Reale Kämpfe gegen Besatzung, Rüstungsindustrie und Militarisierung als Bezugspunkte, praktische Interventionen gegen die Kriegstreiber vor der eigenen Haustüre und nicht zuletzt das Verständnis von Antikriegs-Politik als Teil von revolutionärer Gegenmacht, die den Bruch mit dem gesamten Kapitalismus vorbereitet – Das können Eckpunkte einer solchen Bewegung sein. Es liegt an uns, sie zu konkretisieren.

NATO-Aggression gegen Russland: Das Spiel mit dem Feuer

Das derzeit brisanteste Projekt des NATO-Verbunds ist die aggressive Mobilmachung gegen Russland. Die Kriegsallianz hat mit der EU im Rücken eine Situation geschaffen, in der ein Krieg der Machtblöcke nicht mehr auszuschließen ist, weil die Kontrolle über die komplexe Situation allen Beteiligten entgleiten könnte. Der Hintergrund der Eskalation ist mitnichten die Mobilisierung russischer Truppen entlang der ukrainischen Grenze, ebensowenig sind es angebliche und unbewiesene Pläne eines russischen Einmarschs in die Ukraine, die auch dadurch nicht realer werden, dass nahezu täglich vor ihnen gewarnt wird, um immer neue Drohungen gegen Russland aussprechen zu können. Auf der anderen Seite haben die ursprünglichen Pläne der Ukraine, den Krieg gegen die Teilrepubliken im Donbass weiter anzuheizen zwar die russische Truppenmobilisierung ins Rollen gebracht, sie sind aber nicht der strategische Kern der Kriegstreiberei.
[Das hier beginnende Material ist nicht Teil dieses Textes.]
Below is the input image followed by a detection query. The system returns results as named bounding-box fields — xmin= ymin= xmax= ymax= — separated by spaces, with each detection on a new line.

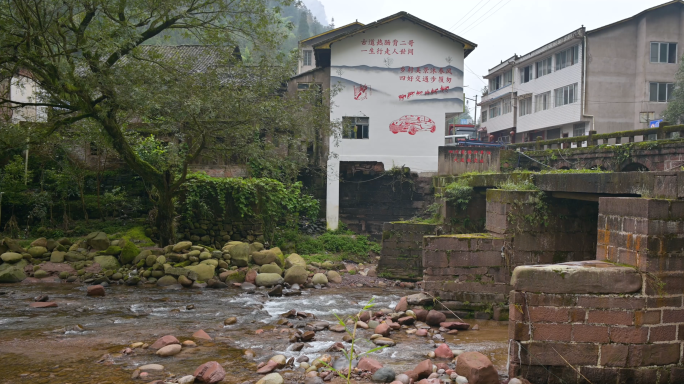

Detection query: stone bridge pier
xmin=509 ymin=197 xmax=684 ymax=384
Eine wesentliche Triebfeder des Konflikts sind Interessen des US-Imperialismus:

Das langfristige Projekt der USA, den kapitalistischen Konkurrenten Russland mit der Osterweiterung der NATO auf westlicher Seite einzukreisen, ist in den letzten 30 Jahren beachtlich vorangeschritten: 14 osteuropäische Staaten wurden seit 1999 in den Militärpakt eingegliedert und zehntausende Soldaten regelmäßig zu Manövern in Osteuropa zusammengeführt. Die USA stellt aktuell die Weichen, um diese Strategie mit der Einbindung der Ukraine weiter voranzutreiben. Das ist nicht zuletzt auch ein Aufbäumen gegen ihre schwindende Bedeutung als Weltordnungsmacht gerade auf dem europäischen Kontinent. Vorschläge Russlands zur Deeskalation der aktuellen Lage, die eine Neutralität der Ukraine zur Voraussetzung hatten, wurden von Biden persönlich in den Wind geschlagen. Hinzu kommt, dass fast 40% der Gas-Importe der EU aus Russland kommen, was den US-Energiekonzernen, die zur globalen Nummer 1 in Sachen Flüssiggasexporten angewachsen sind und auch den europäischen Markt erobern wollen, ein Dorn im Auge ist. Sie leiten schon jetzt Vorbereitungen dafür ein, die Flüssiggas-Versorgung Europas zu übernehmen. Die Freigabe US-Waffen aus den baltischen Staaten und Großbritannien an die Ukraine zu liefern, der Abzug von diplomatischem Personal aus der Ukraine, Behauptungen von bevorstehenden von russischen False-Flag-Aktionen, die Versetzung von 8500 US-Soldaten in erhöhte Bereitschaft für einen Einsatz in Osteuropa – das alles zeigt: Die USA sind die Impulsgeber einer Kriegsmobilisierung, die Druck aufbauen und den westlich-imperialistischen Block hinter ihren Interessen zusammenschweißen soll. Ein heißer Krieg mit Russland liegt dabei sicher nicht im unmittelbaren Interesse des US-Kapitals und doch spielen ihre Kriegsstrategen mit dem Feuer.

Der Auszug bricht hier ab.